The particular pseudogene studied by Poliseno et al (primarily from Harvard Medical School) is named PTENP1. It has a clever way of working to regulate the coding gene, PTEN, which is known to be a tumor suppressor. It acts as a kind of “decoy.” Since it differs from PTEN by a “mutation” at the start of what would be its coding region, it does not get translated into protein. It does, however, get transcribed into messenger RNA (mRNA). As such, it closely resembles the regular PTEN transcript, like a decoy duck resembles a real duck. The decoy lures the same micro-RNAs (miRNA) to latch onto it that latch onto PTEN. Whereas the miRNAs suppress the action of PTEN, the decoys “un-suppress” the suppressors by stealing them away from the protein-producing gene. In short, said the Harvard scientists, “These findings attribute a novel biological role to expressed pseudogenes, as they can regulate coding gene expression, and reveal a non-coding function for mRNAs.”
Isidore Rigoutsos (Thomas Jefferson U) commented on this discovery in the same issue of Nature, under News and Views.2 He expanded this one case to a whole new fruitful area of research:
Poliseno and co-workers’ findings could have broader implications beyond PTEN regulation. They suggest that any two co-expressed genes – let’s call them g and G – that are regulated by the same non-coding RNA (R) can, in principle, act as decoys for one another. Moreover, for such a pair, any other molecule (R’) that directly affects the abundance of g will also indirectly affect the abundance of G by modulating the number of decoys g presents to G, and vice versa. Knowledge of shared targets as well as of the relative amounts of g and G would now become relevant experimental considerations.

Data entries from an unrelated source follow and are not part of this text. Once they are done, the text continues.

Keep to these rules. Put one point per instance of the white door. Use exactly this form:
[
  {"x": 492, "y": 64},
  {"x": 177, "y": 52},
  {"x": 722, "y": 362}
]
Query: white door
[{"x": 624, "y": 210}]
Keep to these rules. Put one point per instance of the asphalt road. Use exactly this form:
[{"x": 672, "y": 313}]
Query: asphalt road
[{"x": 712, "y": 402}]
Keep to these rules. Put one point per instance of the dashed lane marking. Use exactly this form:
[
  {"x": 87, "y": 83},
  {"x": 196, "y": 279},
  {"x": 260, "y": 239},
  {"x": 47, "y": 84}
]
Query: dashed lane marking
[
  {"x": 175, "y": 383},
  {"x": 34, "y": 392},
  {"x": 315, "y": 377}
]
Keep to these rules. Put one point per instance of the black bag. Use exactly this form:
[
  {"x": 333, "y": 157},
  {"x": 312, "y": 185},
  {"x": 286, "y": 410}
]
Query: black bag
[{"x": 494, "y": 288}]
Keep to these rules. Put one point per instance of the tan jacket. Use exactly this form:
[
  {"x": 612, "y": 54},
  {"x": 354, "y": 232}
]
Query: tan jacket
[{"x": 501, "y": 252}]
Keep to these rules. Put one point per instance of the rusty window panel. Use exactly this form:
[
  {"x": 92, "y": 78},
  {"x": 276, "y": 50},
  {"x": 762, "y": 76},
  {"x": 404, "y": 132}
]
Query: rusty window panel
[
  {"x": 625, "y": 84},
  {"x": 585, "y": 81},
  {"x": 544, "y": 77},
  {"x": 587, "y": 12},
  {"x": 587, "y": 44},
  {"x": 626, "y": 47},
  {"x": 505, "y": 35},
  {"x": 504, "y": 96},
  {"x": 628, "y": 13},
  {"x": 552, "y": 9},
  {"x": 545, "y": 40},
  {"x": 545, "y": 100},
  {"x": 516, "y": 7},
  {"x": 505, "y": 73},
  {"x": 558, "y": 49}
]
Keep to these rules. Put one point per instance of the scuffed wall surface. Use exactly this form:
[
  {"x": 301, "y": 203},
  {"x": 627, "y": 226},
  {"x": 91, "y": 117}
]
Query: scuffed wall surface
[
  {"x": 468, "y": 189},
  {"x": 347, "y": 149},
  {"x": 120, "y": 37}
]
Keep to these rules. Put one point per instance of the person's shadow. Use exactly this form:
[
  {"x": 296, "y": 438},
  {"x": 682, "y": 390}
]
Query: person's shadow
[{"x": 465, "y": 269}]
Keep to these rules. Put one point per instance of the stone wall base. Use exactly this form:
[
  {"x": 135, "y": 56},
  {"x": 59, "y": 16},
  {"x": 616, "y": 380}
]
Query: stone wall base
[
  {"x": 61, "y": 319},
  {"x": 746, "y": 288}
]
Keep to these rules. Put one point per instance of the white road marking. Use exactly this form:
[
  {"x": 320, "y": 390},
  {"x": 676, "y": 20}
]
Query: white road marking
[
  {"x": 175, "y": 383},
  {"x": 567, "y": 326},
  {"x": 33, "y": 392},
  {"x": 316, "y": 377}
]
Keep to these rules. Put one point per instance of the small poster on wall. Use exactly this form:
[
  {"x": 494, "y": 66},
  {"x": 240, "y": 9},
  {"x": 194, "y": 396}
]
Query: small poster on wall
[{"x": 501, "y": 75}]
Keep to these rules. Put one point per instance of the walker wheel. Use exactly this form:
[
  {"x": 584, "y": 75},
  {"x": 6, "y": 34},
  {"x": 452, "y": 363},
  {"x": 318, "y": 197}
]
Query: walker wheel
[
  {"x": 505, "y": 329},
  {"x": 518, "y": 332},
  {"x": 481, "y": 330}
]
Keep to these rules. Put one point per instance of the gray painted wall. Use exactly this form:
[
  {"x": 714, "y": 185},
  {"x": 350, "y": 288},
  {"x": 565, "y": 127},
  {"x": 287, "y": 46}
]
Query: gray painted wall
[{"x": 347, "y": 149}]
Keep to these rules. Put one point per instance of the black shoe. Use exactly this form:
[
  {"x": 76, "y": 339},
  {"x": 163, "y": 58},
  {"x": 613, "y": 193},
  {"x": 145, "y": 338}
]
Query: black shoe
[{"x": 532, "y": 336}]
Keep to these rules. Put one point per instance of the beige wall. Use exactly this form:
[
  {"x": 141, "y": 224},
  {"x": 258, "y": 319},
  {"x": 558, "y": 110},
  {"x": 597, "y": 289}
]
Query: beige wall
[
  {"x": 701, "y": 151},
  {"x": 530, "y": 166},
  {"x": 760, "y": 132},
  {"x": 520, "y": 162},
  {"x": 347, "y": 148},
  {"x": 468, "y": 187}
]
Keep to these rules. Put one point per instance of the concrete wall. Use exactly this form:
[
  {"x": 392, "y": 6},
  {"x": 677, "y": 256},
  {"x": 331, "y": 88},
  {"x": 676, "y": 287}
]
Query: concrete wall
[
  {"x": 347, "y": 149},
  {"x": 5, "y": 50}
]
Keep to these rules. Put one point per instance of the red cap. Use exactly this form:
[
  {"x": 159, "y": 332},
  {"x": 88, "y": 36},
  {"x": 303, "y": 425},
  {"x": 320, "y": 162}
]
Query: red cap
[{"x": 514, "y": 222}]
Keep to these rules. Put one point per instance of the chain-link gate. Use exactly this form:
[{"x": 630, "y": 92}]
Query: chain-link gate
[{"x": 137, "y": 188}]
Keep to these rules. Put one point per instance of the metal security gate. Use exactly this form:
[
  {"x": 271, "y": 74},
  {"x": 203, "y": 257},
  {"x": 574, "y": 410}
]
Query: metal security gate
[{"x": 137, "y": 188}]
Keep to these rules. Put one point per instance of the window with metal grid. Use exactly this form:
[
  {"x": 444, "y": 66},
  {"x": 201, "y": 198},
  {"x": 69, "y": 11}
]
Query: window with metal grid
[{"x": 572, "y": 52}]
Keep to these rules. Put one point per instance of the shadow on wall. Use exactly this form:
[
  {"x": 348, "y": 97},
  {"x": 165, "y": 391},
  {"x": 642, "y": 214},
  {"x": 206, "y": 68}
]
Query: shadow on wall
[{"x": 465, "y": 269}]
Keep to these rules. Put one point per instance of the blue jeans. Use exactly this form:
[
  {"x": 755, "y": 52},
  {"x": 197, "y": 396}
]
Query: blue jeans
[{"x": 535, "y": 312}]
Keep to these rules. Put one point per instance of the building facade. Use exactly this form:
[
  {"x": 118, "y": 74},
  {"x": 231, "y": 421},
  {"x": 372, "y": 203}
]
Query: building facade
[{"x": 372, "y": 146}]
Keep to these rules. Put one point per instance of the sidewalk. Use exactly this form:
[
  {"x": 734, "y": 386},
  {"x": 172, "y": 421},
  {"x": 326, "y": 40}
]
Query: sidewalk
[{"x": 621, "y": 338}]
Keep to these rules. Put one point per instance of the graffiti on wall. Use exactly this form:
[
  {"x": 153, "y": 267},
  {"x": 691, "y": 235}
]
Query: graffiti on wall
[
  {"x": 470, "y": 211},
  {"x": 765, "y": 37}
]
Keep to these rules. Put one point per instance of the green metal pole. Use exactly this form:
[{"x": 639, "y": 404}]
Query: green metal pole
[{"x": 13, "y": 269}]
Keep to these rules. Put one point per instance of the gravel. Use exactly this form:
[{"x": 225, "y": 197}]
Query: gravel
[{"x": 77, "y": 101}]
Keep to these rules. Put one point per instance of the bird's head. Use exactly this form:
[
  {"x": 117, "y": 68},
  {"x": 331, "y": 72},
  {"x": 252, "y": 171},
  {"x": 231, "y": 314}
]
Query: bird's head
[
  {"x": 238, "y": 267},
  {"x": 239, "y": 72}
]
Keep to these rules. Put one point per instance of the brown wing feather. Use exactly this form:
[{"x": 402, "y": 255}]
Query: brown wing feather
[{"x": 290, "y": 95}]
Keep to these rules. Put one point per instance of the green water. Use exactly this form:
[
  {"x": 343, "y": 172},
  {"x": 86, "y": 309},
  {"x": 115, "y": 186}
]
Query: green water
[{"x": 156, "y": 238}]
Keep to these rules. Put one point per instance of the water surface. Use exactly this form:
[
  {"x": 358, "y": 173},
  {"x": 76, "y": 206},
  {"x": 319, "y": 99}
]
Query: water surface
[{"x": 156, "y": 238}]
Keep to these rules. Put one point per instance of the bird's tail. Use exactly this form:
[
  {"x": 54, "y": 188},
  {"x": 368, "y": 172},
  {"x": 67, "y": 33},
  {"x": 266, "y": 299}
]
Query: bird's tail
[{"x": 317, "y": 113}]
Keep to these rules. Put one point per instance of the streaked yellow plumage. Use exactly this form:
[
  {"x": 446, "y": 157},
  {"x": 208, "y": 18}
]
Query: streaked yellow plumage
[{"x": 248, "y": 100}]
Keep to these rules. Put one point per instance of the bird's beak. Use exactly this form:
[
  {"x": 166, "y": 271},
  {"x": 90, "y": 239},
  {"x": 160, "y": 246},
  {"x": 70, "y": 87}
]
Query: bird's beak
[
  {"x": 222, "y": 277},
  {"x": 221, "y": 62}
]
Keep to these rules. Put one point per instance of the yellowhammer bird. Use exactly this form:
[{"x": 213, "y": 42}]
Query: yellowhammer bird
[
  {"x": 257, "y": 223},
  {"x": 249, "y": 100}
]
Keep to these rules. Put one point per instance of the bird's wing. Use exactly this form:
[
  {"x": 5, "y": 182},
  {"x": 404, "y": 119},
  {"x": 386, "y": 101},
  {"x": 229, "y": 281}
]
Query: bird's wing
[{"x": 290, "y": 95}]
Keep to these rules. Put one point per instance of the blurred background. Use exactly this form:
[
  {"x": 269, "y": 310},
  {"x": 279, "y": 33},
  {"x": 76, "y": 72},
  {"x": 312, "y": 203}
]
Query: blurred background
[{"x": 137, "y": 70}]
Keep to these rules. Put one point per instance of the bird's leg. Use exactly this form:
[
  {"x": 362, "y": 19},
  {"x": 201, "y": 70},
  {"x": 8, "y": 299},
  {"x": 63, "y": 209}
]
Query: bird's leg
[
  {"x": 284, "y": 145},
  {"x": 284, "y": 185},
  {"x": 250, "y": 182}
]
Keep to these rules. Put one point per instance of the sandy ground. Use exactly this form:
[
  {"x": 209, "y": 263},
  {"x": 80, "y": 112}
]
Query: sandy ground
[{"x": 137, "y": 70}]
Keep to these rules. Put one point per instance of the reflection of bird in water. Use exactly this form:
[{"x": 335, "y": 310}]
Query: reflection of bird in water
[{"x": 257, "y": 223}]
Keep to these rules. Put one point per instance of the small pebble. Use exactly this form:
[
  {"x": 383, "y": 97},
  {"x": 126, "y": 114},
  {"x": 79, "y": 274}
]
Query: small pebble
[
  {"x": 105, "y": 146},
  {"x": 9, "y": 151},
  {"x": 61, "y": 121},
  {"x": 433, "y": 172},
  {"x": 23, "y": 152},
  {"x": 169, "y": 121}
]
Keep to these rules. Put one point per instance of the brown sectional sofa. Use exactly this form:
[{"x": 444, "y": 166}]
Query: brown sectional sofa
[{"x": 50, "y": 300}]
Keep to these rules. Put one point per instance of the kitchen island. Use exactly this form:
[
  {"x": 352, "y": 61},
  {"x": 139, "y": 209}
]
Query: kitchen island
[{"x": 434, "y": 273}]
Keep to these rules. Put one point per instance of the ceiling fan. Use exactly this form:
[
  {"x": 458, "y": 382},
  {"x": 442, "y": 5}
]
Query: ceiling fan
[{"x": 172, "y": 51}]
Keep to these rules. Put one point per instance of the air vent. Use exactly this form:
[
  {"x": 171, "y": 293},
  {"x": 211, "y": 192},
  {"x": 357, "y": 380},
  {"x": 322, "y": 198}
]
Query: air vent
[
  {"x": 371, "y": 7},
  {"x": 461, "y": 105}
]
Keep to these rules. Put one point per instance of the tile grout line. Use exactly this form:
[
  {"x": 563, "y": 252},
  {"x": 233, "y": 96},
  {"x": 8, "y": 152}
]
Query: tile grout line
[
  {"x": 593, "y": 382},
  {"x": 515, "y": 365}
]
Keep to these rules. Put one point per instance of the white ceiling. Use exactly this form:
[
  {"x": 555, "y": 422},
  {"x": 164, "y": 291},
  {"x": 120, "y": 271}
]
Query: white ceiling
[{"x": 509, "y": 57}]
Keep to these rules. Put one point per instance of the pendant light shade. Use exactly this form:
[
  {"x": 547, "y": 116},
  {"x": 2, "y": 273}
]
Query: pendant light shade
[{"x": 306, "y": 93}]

The commentary began by calling it “surprising news” that “pseudogenes are functional and could have a role in the control of cancer.” While Rigoutsos noted that “pseudogenes have been presumed to be largely vestigial,” he pointed to other recent findings that they are functionally connected to other RNA regulatory elements. In the same News and Views article, and Frank Furnari (UC San Diego) said this:
Defining ‘junk DNA’ is getting trickier. Pseudogenes, for instance, have been viewed as non-essential genomic elements and have mostly been ignored. Well, they shouldn’t be anymore, according to Poliseno and colleagues, who show a clear functional relationship between the tumour-suppressor gene PTEN and its pseudogene PTENP1 (Fig. 1). This study could have major implications for understanding mechanisms of disease, and of cancer in particular.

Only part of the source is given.